Across from the visitors center is the Alcove Nature Trail which unfortunately during my visit was closed for remodel. It was a great little learning trail the last time I was on it. This is also the lower trail head for the Black Ridge trail as well.
After the visitors center is the Saddle Horn campground. There are about 80 campsites with the majority of them being on a 1st come 1st served basis. There is a section that allows reservations. Campsites are $20 a night. There are some really nice picnic only areas around the campground also. The Canyon Rim trail also begins or ends here too. You can also sit under the Book Cliffs Shelter which offers fabulous views of Wedding Canyon, Monument Canyon, the Book Cliffs and the Grand Valley.
Leaving the Saddle Horn campground will find your next stop at the Fruita Canyon overlook.
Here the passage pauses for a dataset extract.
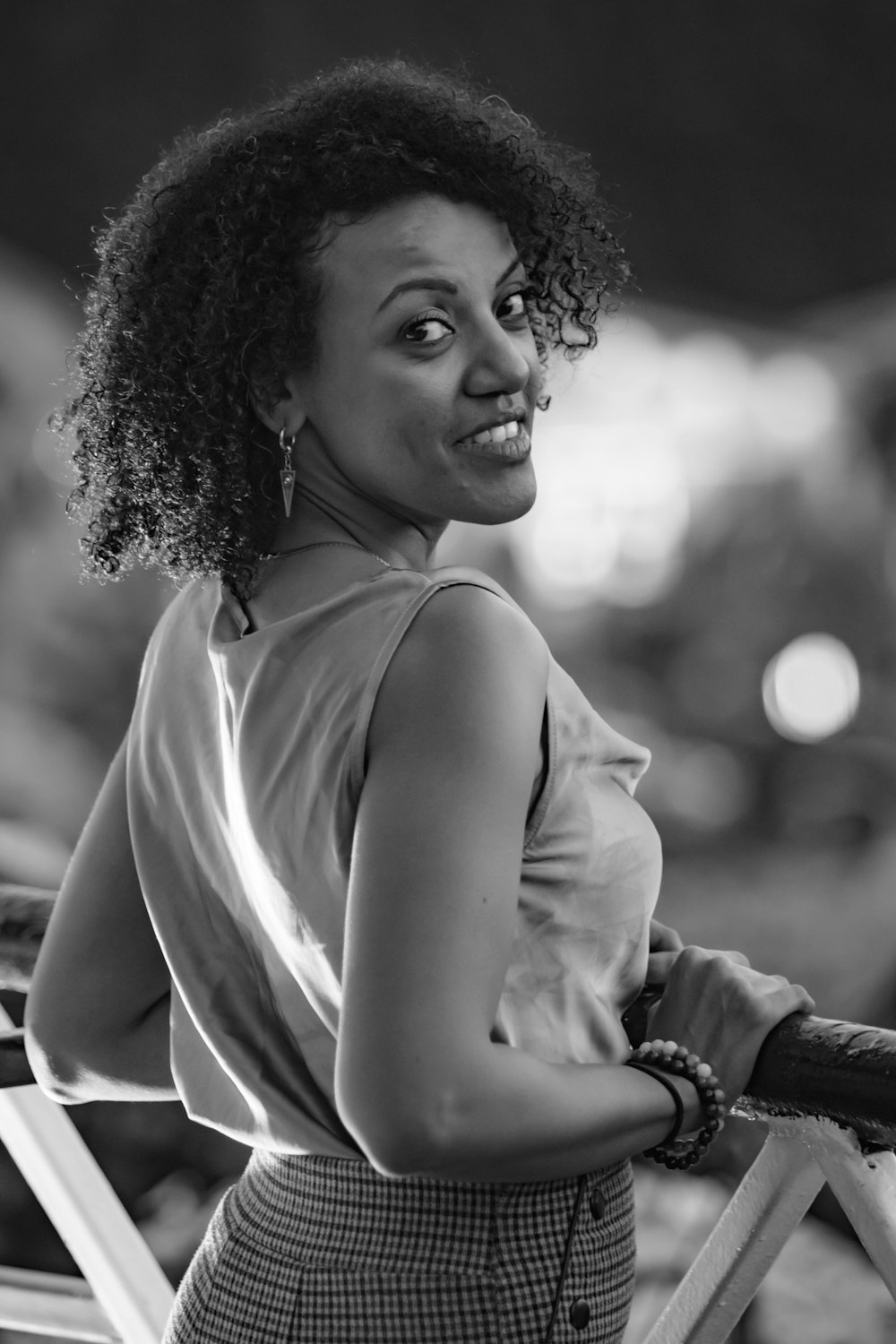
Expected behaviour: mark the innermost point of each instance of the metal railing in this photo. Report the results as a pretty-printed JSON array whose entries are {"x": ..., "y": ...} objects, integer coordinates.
[{"x": 825, "y": 1089}]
This is a neat place to look into Fruita Canyon and see the road you will be going down and also see Balanced Rock from a higher view.
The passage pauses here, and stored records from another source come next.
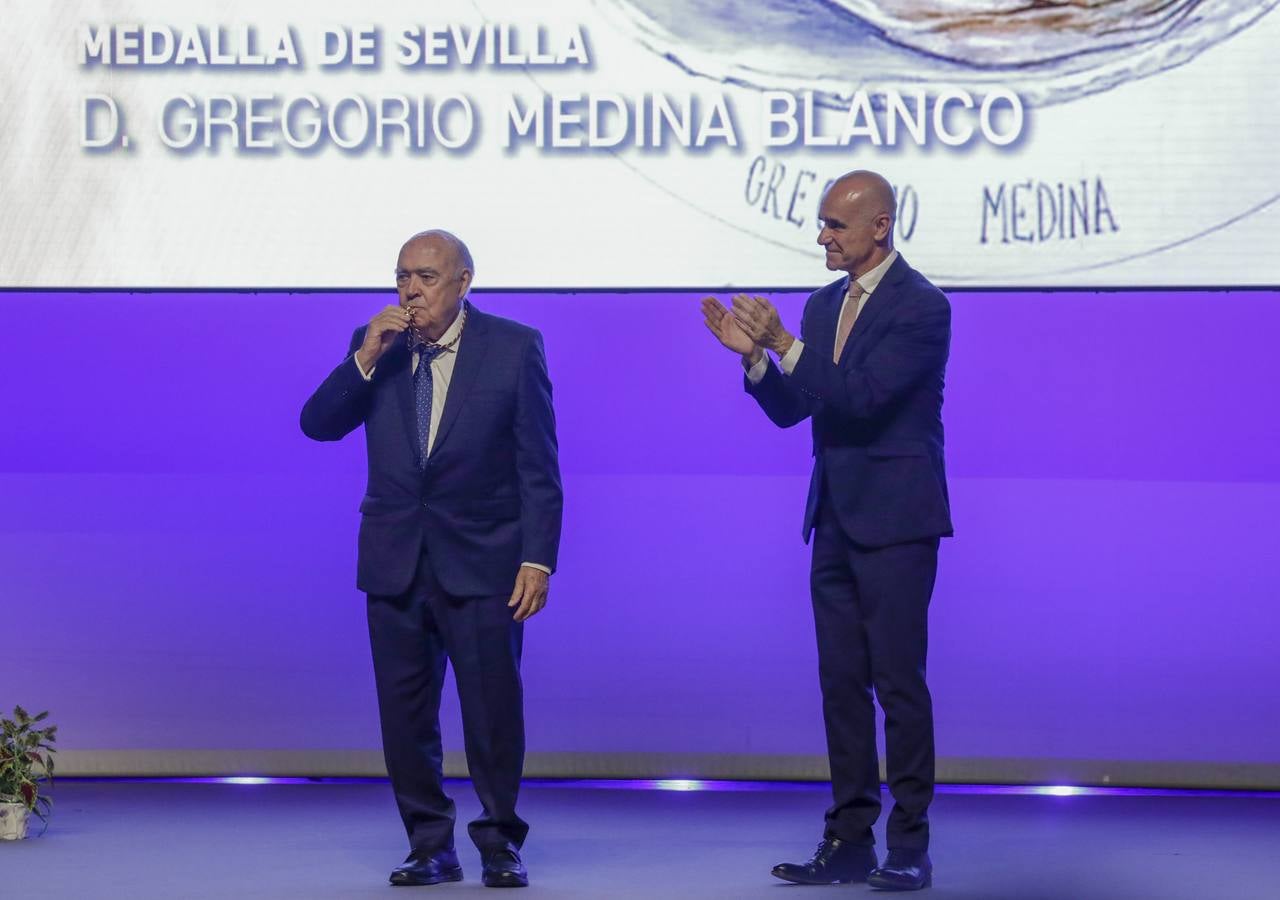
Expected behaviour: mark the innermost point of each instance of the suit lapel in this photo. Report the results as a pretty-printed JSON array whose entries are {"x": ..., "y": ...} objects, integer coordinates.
[
  {"x": 400, "y": 364},
  {"x": 831, "y": 318},
  {"x": 466, "y": 368},
  {"x": 880, "y": 300}
]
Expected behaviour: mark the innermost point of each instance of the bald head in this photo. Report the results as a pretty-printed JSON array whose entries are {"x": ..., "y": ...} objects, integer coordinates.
[
  {"x": 871, "y": 191},
  {"x": 858, "y": 214},
  {"x": 433, "y": 274},
  {"x": 461, "y": 254}
]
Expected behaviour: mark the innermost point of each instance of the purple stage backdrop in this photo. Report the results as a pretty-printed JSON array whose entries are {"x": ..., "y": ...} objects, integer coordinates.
[{"x": 177, "y": 561}]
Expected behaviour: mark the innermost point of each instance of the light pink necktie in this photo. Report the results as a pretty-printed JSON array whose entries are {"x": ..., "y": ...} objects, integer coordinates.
[{"x": 848, "y": 318}]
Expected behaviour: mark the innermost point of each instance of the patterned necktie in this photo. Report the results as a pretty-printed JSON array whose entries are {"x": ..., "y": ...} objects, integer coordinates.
[
  {"x": 424, "y": 385},
  {"x": 848, "y": 316}
]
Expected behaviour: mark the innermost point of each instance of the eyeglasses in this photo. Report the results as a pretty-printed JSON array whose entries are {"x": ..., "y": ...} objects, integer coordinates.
[{"x": 428, "y": 277}]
Distant View is the next small pull off that offers some nice views of the valley as well as a great view of the Grand Mesa.
Historic Trail is just down the road and at the beginning of the pronounced descent into Fruita Canyon. The Historic Trail overlook talks about the Fruita Dugway across the canyon which was used by ranchers to herd their cattle up the Monument and onto Glade Park.
After passing through the last two tunnels you come to Balance Rock. This is of course a huge boulder balanced upon a small pedestal. It also talks about the local geology of the area. The Fruita Canyon area also offers great opportunities to spot bighorn sheep which often time graze just a few feet from the road.
The last stop is the Redlands View. This stop talks about the Redlands Fault that runs along the face of the Monument. From here it’s a short descent down the rest of the way and out the “West” entrance.
At the stop sign you can either turn left and visit the Dinosaur Journey Museum or explore the surrounding area around Fruita or turn right and follow Broadway through Redlands Mesa and back into Grand Junction.
The Colorado National Monument is a fantastic place to spend either a day or days and camp, hike and explore all it has to offer.